La forma emprolijada de estar al sol le gana por goleada a la popular: tiene a su favor el martilleo persuasivo de los medios. Tapas de revistas, chismes en las columnas de los diarios, noteros de la tele que recorren la playa pescando indiscreciones. Con lo cual, millones de mirones pueden soñar, sentados en la vereda calcinada de su calle, cómo será la vida de esos cuerpos capturados en foto o reportaje. Si van a San Clemente del Tuyú, igual se acercan un día para espiar la fauna que aparece en los medios: verán a más de los que piensan procedentes de sitios parecidos al de ellos, sólo que pasados por Bailando por un sueño u otros trampolines vedetistas, vueltos famosos y llenos de pretensiones. Si ese fuera el caso, la fuerza de la identificación se verá multiplicada: “yo podría ser uno de ellos”.

 

Lecturas. Para Marcel Mauss (Ensayo sobre el don, Buenos Aires, Katz, 2009), “todo regalo pasa por un cuerpo”, por vía de género, edad o anatomía.

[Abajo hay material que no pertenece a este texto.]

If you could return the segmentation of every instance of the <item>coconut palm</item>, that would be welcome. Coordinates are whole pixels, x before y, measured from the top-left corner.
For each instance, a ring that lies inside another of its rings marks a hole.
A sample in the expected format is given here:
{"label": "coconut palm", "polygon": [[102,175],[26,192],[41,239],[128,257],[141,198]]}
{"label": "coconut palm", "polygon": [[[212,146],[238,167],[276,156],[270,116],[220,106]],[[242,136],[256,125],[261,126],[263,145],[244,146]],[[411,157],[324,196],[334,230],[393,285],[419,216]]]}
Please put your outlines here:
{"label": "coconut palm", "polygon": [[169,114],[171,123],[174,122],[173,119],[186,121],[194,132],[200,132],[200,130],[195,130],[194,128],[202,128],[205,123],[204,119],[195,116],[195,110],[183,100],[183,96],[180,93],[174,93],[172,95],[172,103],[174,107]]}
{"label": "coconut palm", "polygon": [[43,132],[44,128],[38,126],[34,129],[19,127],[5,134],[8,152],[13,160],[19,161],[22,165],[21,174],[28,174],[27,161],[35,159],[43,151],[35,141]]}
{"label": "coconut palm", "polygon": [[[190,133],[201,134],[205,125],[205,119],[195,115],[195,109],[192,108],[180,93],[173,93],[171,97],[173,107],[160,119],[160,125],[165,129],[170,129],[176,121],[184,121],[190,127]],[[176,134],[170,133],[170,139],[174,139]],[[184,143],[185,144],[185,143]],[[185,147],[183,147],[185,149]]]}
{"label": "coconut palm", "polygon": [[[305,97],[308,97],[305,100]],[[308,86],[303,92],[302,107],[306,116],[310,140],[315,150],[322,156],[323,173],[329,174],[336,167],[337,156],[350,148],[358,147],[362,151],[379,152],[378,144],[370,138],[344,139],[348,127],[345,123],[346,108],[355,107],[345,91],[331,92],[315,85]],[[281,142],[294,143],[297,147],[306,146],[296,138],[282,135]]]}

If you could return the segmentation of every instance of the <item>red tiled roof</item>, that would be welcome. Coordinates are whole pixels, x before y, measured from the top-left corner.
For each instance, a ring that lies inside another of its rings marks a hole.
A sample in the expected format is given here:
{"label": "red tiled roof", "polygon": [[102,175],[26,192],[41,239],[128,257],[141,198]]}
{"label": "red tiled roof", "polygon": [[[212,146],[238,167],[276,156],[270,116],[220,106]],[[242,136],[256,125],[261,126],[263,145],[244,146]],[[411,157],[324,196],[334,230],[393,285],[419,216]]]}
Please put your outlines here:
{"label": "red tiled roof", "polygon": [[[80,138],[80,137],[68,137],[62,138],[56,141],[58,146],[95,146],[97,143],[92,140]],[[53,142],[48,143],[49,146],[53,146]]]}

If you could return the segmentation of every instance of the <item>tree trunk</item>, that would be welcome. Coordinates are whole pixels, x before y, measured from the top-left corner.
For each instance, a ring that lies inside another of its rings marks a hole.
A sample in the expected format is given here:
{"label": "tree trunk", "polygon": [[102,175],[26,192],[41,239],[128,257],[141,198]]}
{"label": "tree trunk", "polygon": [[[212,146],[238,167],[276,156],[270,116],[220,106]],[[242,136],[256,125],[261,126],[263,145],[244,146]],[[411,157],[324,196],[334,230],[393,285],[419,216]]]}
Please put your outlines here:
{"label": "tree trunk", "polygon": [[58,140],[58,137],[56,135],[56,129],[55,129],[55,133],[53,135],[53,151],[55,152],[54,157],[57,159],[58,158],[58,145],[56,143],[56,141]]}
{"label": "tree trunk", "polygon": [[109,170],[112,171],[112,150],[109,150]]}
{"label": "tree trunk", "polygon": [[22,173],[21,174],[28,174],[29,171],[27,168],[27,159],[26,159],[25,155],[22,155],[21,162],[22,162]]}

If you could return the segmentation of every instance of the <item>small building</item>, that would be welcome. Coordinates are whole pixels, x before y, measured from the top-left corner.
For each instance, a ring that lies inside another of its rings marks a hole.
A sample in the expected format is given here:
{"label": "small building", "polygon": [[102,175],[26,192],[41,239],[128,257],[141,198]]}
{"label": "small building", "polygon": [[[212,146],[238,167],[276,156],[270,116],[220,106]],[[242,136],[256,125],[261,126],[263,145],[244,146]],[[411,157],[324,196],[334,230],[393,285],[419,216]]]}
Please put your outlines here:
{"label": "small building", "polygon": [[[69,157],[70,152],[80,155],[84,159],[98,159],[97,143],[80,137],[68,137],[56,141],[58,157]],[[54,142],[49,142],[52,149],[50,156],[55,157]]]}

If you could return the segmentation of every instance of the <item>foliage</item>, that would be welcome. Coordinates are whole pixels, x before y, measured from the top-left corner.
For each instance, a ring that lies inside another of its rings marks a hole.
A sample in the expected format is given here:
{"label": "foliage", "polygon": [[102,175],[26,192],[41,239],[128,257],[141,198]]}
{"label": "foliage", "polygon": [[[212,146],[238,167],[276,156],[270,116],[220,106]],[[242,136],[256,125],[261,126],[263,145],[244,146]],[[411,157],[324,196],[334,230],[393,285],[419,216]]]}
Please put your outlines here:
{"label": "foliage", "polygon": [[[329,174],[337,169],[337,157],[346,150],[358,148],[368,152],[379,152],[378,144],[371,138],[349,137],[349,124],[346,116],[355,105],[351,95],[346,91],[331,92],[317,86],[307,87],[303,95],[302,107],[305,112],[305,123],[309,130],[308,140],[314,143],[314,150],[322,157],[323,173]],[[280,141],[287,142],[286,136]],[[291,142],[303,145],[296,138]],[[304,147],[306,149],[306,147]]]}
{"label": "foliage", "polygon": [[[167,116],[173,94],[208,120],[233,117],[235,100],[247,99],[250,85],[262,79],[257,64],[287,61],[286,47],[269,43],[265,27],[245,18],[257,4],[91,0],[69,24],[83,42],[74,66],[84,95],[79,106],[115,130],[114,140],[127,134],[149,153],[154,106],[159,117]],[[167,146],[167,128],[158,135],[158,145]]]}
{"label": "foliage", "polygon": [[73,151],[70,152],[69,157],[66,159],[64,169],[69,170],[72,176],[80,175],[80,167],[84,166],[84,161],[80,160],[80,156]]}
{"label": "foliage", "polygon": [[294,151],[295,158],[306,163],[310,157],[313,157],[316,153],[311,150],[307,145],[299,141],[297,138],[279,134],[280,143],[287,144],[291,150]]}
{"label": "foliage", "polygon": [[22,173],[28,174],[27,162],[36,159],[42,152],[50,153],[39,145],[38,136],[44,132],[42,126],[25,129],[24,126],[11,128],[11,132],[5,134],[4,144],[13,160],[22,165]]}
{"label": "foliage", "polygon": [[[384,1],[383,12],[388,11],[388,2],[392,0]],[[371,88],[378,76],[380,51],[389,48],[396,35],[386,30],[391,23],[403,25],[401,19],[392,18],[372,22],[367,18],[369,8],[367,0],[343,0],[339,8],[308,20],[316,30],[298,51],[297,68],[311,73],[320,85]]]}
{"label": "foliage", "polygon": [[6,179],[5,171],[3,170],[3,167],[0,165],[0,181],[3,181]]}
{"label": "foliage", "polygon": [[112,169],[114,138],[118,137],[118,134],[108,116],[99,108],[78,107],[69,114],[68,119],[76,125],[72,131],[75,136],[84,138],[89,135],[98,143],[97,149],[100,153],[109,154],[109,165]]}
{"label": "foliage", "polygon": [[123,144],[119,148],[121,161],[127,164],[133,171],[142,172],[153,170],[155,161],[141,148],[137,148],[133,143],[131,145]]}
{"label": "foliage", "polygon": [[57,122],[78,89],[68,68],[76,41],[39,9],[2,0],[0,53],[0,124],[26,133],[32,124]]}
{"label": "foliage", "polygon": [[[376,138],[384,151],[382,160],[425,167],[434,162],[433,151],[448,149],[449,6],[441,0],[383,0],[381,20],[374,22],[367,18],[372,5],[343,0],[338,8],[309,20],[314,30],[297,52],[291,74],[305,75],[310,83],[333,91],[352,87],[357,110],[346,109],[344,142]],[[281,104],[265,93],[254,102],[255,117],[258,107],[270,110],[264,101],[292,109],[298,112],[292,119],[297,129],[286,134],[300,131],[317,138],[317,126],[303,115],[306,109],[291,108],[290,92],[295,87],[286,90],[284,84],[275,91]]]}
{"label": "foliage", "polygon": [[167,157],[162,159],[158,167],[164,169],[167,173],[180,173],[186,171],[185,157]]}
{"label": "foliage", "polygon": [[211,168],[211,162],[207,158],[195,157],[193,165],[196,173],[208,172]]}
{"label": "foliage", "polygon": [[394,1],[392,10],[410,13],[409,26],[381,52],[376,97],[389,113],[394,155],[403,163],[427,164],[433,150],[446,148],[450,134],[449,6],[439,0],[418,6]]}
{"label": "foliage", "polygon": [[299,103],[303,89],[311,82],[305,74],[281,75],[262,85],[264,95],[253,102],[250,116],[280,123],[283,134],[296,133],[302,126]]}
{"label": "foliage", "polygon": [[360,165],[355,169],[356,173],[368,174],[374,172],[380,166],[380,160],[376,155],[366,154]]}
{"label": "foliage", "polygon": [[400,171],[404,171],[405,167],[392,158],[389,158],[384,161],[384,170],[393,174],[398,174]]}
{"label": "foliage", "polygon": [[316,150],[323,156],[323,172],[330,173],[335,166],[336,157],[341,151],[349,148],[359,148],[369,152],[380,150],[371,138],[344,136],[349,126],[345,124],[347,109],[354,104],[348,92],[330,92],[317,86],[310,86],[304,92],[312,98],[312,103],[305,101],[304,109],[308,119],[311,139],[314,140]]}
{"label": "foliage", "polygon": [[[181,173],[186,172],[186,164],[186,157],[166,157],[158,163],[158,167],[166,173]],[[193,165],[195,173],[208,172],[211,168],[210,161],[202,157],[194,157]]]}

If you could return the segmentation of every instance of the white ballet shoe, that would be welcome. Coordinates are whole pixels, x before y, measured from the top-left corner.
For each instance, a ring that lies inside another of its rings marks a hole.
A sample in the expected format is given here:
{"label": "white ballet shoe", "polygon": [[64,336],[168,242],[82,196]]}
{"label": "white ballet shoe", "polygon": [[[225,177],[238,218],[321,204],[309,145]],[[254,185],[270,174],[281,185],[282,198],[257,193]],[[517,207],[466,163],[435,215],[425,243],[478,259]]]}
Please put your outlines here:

El cuerpo en sí mismo es el objeto de intercambio más preciado: tanto asegura la vida (reproducción) como la muerte (guerra). Sobre el cuerpo como “superficie de mostración”, ver Alberto Silva, Zensualidad (Buenos Aires, BLL, 2013). Sobre una visión del cuerpo en contextos socioculturales como el argentino, ver David Le Breton, Antropología del cuerpo y modernidad [1990] (Buenos Aires, Nueva Visión, 1995).